What Chicago’s upcoming mayoral race says about the power of movements

    The fact that Karen Lewis is the current popular choice for Mayor of Chicago is a testament to the strength of grassroots organizing.
    Chicago Teachers Union President Karen Lewis speaks to supporters during a rally in 2012. (Getty / Scott Olson)

     

    Karen Lewis, the former high school chemistry teacher who led the Chicago Teachers Union to an unprecedented strike in 2012, is seriously considering running for mayor of Chicago — and she’s already beating incumbent Rahm Emanuel in the polls. But what’s exciting about a potential Karen Lewis candidacy, however, isn’t Lewis herself, but rather what her popularity says about the movements that made it possible.

    Increasingly, attacks on public education in the United States have also come with a surge in militant, social justice unionism from teachers across the country, often through progressive caucuses within larger city and statewide unions. The most notable of these has been Chicago’s Caucus of Rank and File Educators. CORE won a majority within the Chicago Teachers Union in 2010, and — with commitments to grassroots organizing and public education — led a strike in September 2012 with 98 percent support within the 30,000-person union. The strike leveraged pressure not only for that year’s contract negotiations with the city, but also drew attention to broader education cuts that resulted in larger class sizes, fewer music and arts programs and an influx of test-based curriculums. While results were mixed, the strike successfully defended tenure and prevented the implementation of merit pay, which would tie teachers’ compensation to students’ test scores. Perhaps most crucially, it brought the crisis of public education funding to the national stage.

    In Massachusetts, the Educators for a Democratic Union successfully ran Barbara Madeloni as president of the 110,000-member Massachusetts Federation of Teachers. Madeloni has been persistent in injecting conversations around race and class into her state’s public education fight, pushing a more progressive platform than is typically represented in major union leadership. In an interview with Matthew Cunningham-Cook for Jacobin, she laid out the factors behind her election: “In the context of the neoliberal regime, we are deeply alienated. I emphasized that educators don’t have to be alone; we can act with others.”

    Similar progressive caucuses have cropped up in cities around the country, including the Congress of Working Educators within the Philadelphia Federation of Teachers, and the Movement of Rank and File Educators in New York’s United Federation of Teachers. These groups’ confrontational edge is starting to percolate upwards into the national unions. At its national convention this July, the National Education Association passed a resolution calling for Secretary of Education Arne Duncan’s resignation over his continued support for market-based education “reforms” like those carried out in Chicago and New Orleans.

    Teachers hold incredible power in any society, and stand to become an equally powerful catalyst for left organizing in the United States.
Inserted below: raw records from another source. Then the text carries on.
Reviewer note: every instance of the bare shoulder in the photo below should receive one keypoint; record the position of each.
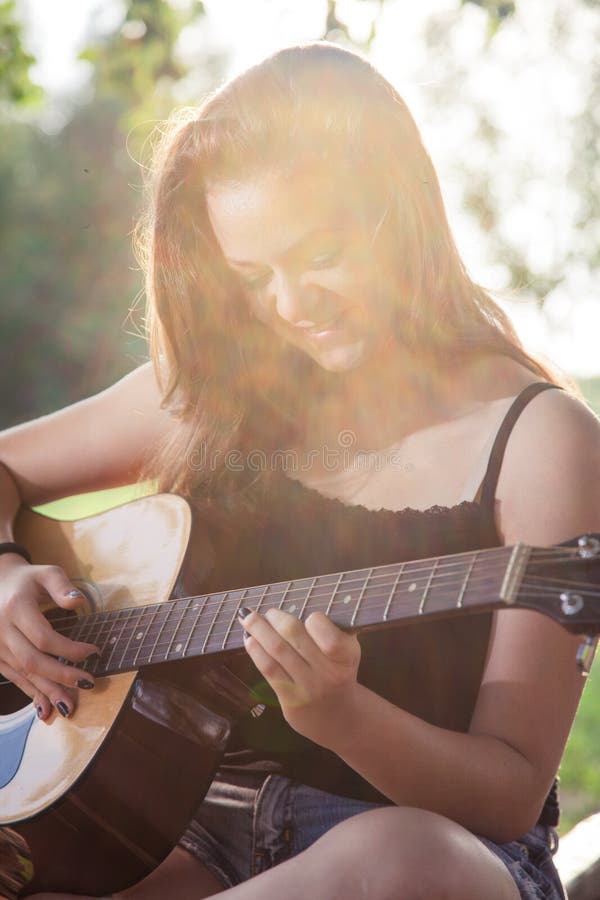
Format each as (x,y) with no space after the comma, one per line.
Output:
(549,485)
(99,442)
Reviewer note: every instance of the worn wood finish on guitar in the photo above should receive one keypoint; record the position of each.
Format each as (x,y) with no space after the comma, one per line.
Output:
(93,834)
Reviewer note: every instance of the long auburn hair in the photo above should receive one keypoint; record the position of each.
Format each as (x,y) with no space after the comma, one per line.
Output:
(226,378)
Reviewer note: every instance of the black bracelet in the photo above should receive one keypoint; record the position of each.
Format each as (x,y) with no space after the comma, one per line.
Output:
(11,547)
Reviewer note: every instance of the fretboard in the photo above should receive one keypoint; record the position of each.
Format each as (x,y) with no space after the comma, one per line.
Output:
(364,598)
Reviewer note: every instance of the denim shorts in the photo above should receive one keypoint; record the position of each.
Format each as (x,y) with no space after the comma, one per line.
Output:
(250,821)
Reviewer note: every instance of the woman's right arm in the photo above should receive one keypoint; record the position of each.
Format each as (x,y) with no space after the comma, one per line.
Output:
(97,443)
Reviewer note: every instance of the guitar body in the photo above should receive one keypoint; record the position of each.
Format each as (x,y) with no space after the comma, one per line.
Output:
(98,828)
(90,804)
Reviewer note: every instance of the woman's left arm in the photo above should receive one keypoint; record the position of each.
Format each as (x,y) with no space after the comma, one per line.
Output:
(494,779)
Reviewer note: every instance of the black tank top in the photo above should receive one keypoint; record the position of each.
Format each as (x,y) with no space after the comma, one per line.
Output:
(432,670)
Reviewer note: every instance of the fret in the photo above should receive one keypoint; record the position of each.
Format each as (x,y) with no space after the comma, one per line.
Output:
(234,618)
(213,622)
(286,591)
(427,586)
(162,617)
(338,606)
(142,644)
(179,637)
(392,592)
(463,587)
(121,619)
(297,595)
(131,638)
(359,601)
(307,598)
(199,607)
(261,599)
(136,633)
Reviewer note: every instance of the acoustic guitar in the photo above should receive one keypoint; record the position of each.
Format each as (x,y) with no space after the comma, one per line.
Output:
(92,803)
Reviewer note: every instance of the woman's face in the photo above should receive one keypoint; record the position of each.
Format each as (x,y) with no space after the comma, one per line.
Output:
(303,248)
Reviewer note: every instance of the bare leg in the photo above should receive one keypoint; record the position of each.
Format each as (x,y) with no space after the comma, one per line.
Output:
(180,875)
(387,854)
(395,853)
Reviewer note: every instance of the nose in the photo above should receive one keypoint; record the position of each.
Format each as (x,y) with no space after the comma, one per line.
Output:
(292,300)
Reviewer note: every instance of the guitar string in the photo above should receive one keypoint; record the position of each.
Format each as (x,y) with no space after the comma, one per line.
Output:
(217,634)
(527,590)
(319,591)
(218,605)
(421,571)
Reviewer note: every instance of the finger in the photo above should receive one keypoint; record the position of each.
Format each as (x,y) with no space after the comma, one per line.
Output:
(60,588)
(41,702)
(35,664)
(275,674)
(39,632)
(277,643)
(337,645)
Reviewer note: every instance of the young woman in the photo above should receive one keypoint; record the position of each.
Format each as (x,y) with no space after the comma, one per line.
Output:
(307,304)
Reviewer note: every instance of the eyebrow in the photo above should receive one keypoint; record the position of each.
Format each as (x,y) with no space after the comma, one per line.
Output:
(294,248)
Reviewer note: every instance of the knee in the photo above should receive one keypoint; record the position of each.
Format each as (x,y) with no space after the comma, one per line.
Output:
(405,852)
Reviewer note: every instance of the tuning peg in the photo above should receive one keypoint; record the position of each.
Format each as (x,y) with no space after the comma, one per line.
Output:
(585,654)
(588,546)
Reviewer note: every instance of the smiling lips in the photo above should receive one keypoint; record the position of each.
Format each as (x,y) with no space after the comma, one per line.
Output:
(322,328)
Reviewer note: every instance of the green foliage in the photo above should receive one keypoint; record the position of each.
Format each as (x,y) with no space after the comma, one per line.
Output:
(15,85)
(67,269)
(580,767)
(138,63)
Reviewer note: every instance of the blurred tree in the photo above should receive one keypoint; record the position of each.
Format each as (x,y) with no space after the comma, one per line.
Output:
(15,85)
(65,217)
(68,272)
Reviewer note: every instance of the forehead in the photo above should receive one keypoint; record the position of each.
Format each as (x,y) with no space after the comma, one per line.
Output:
(260,218)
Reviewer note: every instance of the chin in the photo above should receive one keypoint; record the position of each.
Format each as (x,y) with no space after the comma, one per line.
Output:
(342,359)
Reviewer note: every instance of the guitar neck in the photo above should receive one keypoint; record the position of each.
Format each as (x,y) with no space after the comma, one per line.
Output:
(365,598)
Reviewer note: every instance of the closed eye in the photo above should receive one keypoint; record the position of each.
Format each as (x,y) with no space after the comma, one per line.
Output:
(324,260)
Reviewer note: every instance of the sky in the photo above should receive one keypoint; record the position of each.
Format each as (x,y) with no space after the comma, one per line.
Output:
(526,79)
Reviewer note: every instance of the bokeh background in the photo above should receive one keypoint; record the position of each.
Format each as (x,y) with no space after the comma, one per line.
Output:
(507,95)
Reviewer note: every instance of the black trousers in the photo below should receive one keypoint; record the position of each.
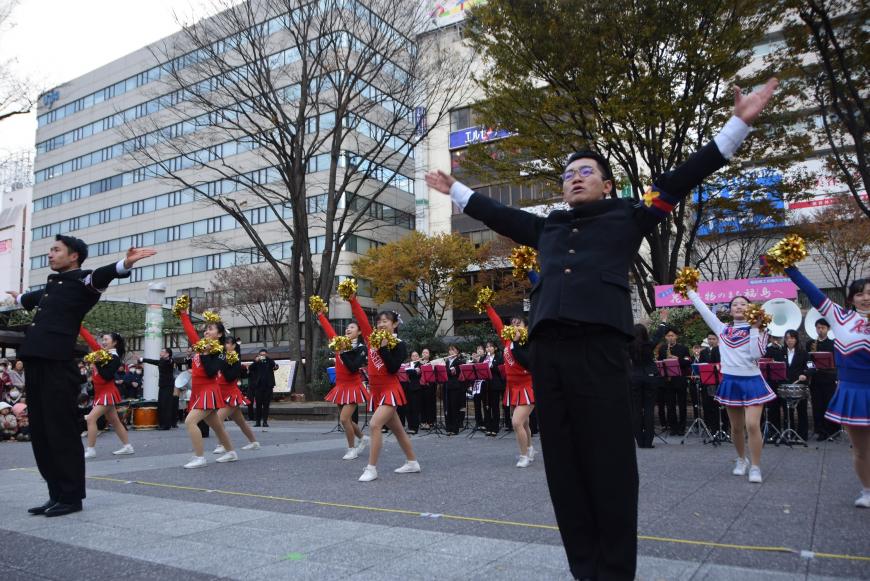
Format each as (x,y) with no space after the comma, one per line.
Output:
(166,407)
(643,399)
(492,399)
(821,393)
(478,410)
(53,389)
(264,398)
(454,406)
(583,404)
(412,409)
(799,424)
(427,404)
(675,403)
The fact that Lewis is a serious candidate for mayor, let alone a high-polling one, is a testament to the strength of grassroots, rank-and-file organizing both within unions and against the growing privatization of public services. If the recent elections of Chokwe Lumumba in Jackson, Miss., and Kshama Sewant in Seattle are any indication, teachers and other forces on the left can actually build and consolidate power in the realm of electoral politics.